Reports of May. Erasmus L. Mottley Eleventh Kentucky Infantry. Headquarters Eleventh Kentucky Volunteers, January 6, 1863.

Sir : I have the honor to report the part my regiment (Eleventh Kentucky Volunteers) took in the action of December 31, 1862.

Major Mottley

The night previous we bivouacked in an open field adjacent to the Murfreesborough pike. Next morning, about 8 o’clock, we were ordered to follow the Ninth Kentucky Regiment and cross the river, where we were placed in line of battle, supporting them. We remained in that position about half an hour, when we recrossed the river, still moving-in our position as first placed, having marched about half a mile parallel with the pike.

Was then ordered to halt and front, still occupying my position in the rear of the Ninth Kentucky Volunteers. The firing then began by the regiments in front of me, and continued about half an hour, when I was ordered to move forward and relieve the Ninth Kentucky, which was about 100 yards in advance. We did so, moving in line of battle about 500 yards. We then halted, as our farther advance was interrupted by about four regiments of scattered troops rushing through my line. After they had passed we opened a heavy and destructive fire on the enemy, who were advancing against me, and remained in that position, firing, till the right of our division was nearly flanked, when we received an order from you to fall back, which I did (bringing several prisoners with me) in line of battle, till I reached a dense thicket, when I moved by the left flank. We then formed line in an open field, and were ordered by General Rosecrans in person to occupy the thicket through which we had just passed, and hold it at all hazards. We did so.

The 11th was posted a short distance to the right of the this gun's position.

Just at this moment the enemy were advancing in strong force on our left, when the left wing of the regiment opened am oblique, galling fire upon them, making them fall back. We were then ordered back by you to the large open field on our left, to support two pieces of Terrill’s Regular and the Chicago Board of Trade Batteries, where we remained the remainder of the day, my entire regiment, both officers and men, doing their whole duty.

Enclosed find list of casualties. Very respectfully, E. l. Mottley, Major, Commanding Eleventh Kentucky.

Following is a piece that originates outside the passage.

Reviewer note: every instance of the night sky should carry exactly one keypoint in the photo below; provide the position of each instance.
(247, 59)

Hdqrs. Eleventh Regt. Kentucky Vol. Infantry, January 6,1863.

Sir : I have the honor to report the part my regiment (Eleventh Kentucky Volunteers) took in the engagement of January 2,1863.

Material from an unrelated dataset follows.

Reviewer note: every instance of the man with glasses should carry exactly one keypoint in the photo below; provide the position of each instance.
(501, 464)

Having crossed the river the morning of January 1, and bivouacked 150 yards behind the main advance of our lines about 3.30 January 2, the enemy showed himself in strong force, sixteen regiments deep, advancing in column against us; also a brigade on our left. The firing now became general all along the lines. Seeing the regiments on the left giving way, I ordered my regiment to take arms (the arms had previously been stacked). Just then the front was falling back, and I ordered my regiment forward under the most terrific storm of shot, shell, and musketry it has ever been my lot to witness. I advanced about 100 yards, when I ordered a halt and commenced firing. I broke their ranks more than once, their colors shot down several times, but their broken ranks were speedily filled with fresh troops.

Casting my eyes to the right, and seeing I had no support in that direction, and being nearly outflanked, I gave the order to fall back to the wood in our rear, the men being pressed so closely some of them crossed the river.

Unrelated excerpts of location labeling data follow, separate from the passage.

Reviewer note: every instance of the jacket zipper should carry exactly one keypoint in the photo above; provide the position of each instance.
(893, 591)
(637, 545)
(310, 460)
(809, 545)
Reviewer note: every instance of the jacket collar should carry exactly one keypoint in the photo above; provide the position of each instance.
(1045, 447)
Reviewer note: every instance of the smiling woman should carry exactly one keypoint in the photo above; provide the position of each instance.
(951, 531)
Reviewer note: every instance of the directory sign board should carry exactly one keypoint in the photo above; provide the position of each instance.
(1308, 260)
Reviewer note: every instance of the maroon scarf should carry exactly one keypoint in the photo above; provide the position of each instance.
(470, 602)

After crossing the river, I, in conjunction with yourself and other officers, rallied parts of the different regiments of the brigade, and succeeded in putting the enemy to flight before us, and capturing four pieces of the celebrated Washington Artillery. I must say, in conclusion, that my regiment was one of the very last to leave the grounds. For the gallantry of my entire regiment, they behaved as officers and soldiers should in such a cause.

The casualties of my regiment are as follows : Killed, 5; wounded, 61; missing, 9. Total, 75.

Very respectfully, E. L. MOTTLEY,

Major, Commanding Eleventh Kentucky Volunteers.

Lt. William Ward, Company B.

Private Isaac Embery of Company C, killed on January 2nd.